Study suggests memory and thinking decline in transgender adults

28 July 2021

Research presented today (Wednesday 28 July) at the 2021 Alzheimer’s Association International Conference (AAIC) in Colorado suggests transgender and non-binary adults are more likely to self-report experiences of worsening memory or thinking.

What did the researchers do?

Researchers looked at data collected in a large annual health behaviour survey. They used this to examine self-reported problems with cognition.

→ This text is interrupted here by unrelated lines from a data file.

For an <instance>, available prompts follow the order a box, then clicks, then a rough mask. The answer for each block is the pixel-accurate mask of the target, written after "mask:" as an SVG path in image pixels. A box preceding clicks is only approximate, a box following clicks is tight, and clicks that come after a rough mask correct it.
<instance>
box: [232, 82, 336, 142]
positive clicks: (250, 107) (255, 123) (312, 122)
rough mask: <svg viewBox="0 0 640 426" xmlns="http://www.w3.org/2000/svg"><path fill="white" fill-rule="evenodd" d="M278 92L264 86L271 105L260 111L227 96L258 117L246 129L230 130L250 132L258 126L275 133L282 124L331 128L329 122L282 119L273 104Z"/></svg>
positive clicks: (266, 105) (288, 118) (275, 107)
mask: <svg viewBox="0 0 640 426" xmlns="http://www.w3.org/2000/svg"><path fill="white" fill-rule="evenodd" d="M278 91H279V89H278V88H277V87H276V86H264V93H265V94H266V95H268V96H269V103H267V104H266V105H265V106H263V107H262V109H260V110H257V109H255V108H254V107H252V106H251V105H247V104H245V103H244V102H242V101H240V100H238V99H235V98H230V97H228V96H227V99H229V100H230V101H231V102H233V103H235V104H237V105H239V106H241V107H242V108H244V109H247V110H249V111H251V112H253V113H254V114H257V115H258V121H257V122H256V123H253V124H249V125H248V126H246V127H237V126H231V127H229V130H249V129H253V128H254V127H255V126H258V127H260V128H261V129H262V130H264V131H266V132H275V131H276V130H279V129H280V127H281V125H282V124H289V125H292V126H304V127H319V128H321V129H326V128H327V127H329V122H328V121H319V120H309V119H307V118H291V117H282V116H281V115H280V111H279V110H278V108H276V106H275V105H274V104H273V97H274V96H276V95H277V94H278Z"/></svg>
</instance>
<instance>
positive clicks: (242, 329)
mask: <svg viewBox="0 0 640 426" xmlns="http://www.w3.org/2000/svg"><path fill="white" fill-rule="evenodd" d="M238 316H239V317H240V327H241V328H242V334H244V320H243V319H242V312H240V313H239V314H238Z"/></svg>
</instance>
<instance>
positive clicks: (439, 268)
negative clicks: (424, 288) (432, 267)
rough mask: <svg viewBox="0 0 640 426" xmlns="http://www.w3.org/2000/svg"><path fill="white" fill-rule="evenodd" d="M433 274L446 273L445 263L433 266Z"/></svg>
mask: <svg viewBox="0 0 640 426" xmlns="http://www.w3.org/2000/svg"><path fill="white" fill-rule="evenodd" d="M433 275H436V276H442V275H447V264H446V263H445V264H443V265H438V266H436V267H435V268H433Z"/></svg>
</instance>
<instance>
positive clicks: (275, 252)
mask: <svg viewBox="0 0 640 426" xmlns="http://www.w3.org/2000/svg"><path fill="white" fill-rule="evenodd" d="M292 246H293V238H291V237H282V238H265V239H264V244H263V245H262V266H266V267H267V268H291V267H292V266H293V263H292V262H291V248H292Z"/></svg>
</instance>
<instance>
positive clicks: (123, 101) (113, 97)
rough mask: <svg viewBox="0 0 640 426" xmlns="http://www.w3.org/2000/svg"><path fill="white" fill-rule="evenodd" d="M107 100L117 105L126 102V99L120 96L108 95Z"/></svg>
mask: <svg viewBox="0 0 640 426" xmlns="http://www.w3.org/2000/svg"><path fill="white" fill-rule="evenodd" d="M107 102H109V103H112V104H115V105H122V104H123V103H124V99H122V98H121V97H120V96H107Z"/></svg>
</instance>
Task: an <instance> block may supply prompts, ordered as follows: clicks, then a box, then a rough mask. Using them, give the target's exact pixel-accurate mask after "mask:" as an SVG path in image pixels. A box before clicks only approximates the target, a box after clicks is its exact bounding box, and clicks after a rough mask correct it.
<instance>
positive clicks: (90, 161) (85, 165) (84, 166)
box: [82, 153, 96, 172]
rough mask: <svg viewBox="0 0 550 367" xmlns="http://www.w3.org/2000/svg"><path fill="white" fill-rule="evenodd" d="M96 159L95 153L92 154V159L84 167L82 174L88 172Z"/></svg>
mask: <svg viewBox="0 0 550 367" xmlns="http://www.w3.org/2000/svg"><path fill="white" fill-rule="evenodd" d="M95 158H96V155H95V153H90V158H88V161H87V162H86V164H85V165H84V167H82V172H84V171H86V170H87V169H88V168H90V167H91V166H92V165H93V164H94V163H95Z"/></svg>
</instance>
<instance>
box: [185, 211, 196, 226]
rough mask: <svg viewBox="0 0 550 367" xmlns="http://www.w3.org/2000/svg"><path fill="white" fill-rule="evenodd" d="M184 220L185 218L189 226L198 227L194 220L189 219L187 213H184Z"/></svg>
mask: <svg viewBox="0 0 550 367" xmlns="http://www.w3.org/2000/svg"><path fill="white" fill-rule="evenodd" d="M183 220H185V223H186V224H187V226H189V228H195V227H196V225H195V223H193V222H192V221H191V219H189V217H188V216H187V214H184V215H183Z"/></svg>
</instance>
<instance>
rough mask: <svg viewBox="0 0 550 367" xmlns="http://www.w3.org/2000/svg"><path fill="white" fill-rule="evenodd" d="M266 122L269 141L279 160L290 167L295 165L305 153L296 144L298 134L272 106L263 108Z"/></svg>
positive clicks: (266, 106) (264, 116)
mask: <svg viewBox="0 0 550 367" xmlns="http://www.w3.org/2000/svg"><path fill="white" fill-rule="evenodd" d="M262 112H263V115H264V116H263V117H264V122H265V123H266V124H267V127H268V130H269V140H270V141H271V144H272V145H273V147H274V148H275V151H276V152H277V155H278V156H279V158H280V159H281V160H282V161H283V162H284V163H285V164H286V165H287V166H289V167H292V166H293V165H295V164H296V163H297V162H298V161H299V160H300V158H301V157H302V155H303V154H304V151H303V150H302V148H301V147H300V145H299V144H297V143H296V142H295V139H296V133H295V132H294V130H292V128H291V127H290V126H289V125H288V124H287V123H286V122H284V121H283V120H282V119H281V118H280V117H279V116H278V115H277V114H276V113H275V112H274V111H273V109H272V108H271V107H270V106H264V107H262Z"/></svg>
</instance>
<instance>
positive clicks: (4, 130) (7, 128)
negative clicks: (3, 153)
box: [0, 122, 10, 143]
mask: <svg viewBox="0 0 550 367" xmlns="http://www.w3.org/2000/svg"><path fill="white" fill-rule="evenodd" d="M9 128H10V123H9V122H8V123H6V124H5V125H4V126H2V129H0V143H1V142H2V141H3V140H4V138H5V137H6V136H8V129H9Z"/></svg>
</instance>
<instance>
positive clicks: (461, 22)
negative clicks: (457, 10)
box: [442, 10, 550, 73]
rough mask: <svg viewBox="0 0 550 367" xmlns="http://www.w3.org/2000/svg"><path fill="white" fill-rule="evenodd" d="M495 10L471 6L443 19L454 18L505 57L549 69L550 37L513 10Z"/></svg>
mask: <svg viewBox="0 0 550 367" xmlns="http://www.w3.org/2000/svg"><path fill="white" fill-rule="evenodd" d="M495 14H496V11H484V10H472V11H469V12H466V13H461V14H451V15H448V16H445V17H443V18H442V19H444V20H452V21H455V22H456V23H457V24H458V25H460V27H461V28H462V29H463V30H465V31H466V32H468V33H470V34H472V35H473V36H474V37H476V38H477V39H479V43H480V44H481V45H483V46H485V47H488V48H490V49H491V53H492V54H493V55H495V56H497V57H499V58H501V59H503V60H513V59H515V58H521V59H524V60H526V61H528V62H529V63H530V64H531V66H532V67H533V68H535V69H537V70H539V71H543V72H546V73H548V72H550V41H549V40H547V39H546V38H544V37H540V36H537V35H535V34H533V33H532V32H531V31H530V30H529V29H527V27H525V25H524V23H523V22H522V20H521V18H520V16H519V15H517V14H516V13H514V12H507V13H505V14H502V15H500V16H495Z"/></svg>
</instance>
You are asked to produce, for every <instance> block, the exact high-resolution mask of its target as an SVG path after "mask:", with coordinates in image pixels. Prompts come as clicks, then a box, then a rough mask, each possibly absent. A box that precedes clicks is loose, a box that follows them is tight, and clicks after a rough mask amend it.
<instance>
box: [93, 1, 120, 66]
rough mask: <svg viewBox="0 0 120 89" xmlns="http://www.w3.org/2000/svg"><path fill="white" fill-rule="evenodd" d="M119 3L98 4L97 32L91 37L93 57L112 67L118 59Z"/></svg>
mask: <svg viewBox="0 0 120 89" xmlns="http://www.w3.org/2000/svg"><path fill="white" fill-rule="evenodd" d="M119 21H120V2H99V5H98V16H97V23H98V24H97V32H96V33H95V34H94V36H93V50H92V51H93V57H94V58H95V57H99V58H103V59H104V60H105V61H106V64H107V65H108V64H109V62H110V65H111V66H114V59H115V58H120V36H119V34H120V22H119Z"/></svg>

They found nearly one in six transgender adults report experience problems with cognition, compared to 1 in 10 cisgender adults.

What our expert said:

Speaking about the research, Dr Susan Kohlhaas, Director of Research at Alzheimer’s Research UK, said:
“Dementia affects nearly one million people in the UK and the condition is caused by a number of diseases. While age is the biggest risk factor for dementia, the condition doesn’t discriminate and affects people from all walks of life.

“While this research doesn’t look to see whether transgender adults in the US are at increased risk of dementia, it does highlight higher levels of the subjective experience of memory loss compared with their cisgender counterparts. Subjective cognitive decline can be an early sign of dementia but can have a range of possible causes, and anyone who is worried about their memory should speak to a doctor.

“We are only at the very start of our scientific journey exploring the links between gender and brain health. This is an area that warrants further investigation, particularly as we know there are links between dementia risk and certain health factors, such as depression, that can disproportionally affect transgender people. Multiple studies have reported links between hormone therapy and dementia risk although a clear picture is yet to emerge from these studies, and so far this research has largely not involved transgender participants.

“We must work towards treatments that help everyone affected by dementia, so it’s important that we make dementia research as inclusive as possible, which in turn will help us accelerate breakthroughs.

“Alzheimer’s Research UK is partnered with the service Join Dementia Research to help those interested in dementia research get involved, and the service has recently updated registration questions about gender to ensure the service is more inclusive. If you’re interested in taking part in research, you can register your interest by calling 0300 111 5111.

“Dementia isn’t an inevitable part of getting older and there are things we can all do to help tip the balance in our favour. The best current evidence points to not smoking, staying mentally and physically active, drinking within the recommended guidelines, eating healthily, and keeping blood pressure and cholesterol in check.”